The days grow shorter, the beaches along the coast are gradually abandoned, “green days” fill the radio, the sun no longer burns the skin: it’s September, harvest time.
The cellars of Alessandro di Camporeale are in full ferment. The day begins at 7 A.M. with the picking, entirely by hand, of the crop. The white grapes are past history. Indeed, are already wine! Now it is Syrah time. The dark bunches are deposited into the baskets and within a few hours will already be in the cellars, avoiding with this rapidity the beginning of fermentation processes. In the cellars the grapes are destemmed and washed.
State-of-the-art equipment assures whole berries, which pass directly through tubes into the fermentation tanks
It is there that the magic happens: the proper play of temperatures and the calculated addition of selected yeasts transform the sweet must into full-bodied reds and fragrant whites.
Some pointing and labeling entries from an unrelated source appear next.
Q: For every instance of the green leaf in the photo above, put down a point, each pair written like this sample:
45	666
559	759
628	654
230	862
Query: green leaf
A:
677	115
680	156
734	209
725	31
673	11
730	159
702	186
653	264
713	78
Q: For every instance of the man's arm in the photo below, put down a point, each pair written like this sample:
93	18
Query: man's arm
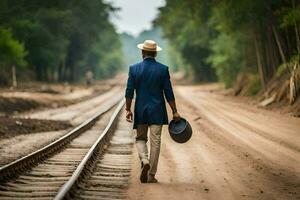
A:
129	115
129	95
168	90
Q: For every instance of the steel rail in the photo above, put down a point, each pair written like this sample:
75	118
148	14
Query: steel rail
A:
18	166
70	186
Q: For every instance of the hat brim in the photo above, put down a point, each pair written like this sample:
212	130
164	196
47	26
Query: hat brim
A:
141	46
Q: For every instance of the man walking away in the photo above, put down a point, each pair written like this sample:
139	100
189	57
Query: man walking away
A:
151	82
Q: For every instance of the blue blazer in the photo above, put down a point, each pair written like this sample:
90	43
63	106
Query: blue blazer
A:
151	81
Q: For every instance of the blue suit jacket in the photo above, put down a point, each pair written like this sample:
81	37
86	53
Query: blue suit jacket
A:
151	81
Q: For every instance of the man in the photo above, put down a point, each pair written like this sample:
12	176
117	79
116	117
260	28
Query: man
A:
151	81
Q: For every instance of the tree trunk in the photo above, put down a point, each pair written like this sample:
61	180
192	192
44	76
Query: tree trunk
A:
259	64
283	58
14	77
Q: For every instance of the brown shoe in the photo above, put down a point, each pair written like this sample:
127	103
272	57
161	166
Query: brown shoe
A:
144	173
152	179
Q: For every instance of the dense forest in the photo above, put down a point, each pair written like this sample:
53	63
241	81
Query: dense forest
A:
234	41
57	40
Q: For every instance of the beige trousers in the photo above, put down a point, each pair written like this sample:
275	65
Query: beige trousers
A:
141	144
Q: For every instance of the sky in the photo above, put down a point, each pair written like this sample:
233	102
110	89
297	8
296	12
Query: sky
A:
135	15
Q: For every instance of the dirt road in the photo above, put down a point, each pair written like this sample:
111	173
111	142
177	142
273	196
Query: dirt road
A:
237	152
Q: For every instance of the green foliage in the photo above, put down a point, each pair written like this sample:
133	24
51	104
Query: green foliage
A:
228	37
12	51
60	36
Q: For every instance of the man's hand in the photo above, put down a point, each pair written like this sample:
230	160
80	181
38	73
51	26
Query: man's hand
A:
176	117
129	116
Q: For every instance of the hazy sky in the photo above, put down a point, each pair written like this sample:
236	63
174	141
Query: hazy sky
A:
135	15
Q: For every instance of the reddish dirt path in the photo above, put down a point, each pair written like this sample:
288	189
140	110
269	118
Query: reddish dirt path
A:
236	152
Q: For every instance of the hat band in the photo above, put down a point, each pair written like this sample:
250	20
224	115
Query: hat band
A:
149	48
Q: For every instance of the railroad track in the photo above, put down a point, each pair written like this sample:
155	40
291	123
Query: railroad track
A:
91	161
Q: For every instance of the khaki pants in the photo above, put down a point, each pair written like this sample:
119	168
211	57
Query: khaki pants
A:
141	144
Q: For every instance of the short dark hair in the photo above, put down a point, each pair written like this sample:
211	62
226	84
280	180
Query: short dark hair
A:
149	53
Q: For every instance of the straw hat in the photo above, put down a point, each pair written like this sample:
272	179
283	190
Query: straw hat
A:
149	45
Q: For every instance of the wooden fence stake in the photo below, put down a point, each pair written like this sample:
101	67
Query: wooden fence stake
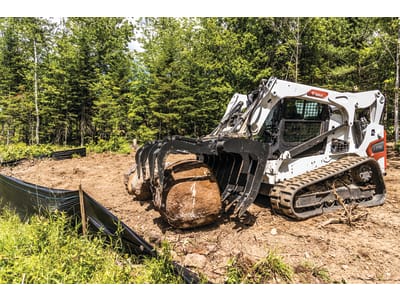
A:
83	213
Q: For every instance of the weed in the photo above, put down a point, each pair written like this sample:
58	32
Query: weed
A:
269	269
49	250
309	270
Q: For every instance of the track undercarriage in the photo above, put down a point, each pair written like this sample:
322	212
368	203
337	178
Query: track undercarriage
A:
351	179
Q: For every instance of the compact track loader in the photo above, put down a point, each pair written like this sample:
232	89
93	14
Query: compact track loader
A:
308	149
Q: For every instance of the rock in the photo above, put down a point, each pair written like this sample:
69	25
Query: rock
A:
195	260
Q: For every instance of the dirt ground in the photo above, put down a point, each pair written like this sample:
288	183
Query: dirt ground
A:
367	252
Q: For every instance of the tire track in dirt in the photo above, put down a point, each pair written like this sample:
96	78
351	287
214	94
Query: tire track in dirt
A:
368	252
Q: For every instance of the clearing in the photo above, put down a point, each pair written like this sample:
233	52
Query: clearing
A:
367	252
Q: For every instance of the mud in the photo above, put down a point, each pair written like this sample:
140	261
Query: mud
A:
366	252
The tastings from the tanks left us enthusiastic indeed: the Sauvignon Blanc was redolent of grapefruit while the Grillo cultivated at the Mandranova estates releases notes of tropical fruit. But, more than anything else, we are struck by the crisp Catarratto, a truly interesting wine which many are getting to know and to love. The grapes come from the highest vineyard, at almost 2000 feet (600 meters) above sea level on a hill which dominates the valleys below. A white wine which, every year, is more and more convincing and greatly pleases its creator, young Benedetto Alessandro, our exceptional guide in this fascinating tour of vineyards and cellar.
Once the Syrah harvest is done it will be the turn of Nero d’Avola and the late-harvest grapes, and at the point it will be possible to sum up the 2016 vintage which, up until now, has given us pleasurable, fruity, and aromatic surprises. Cheers!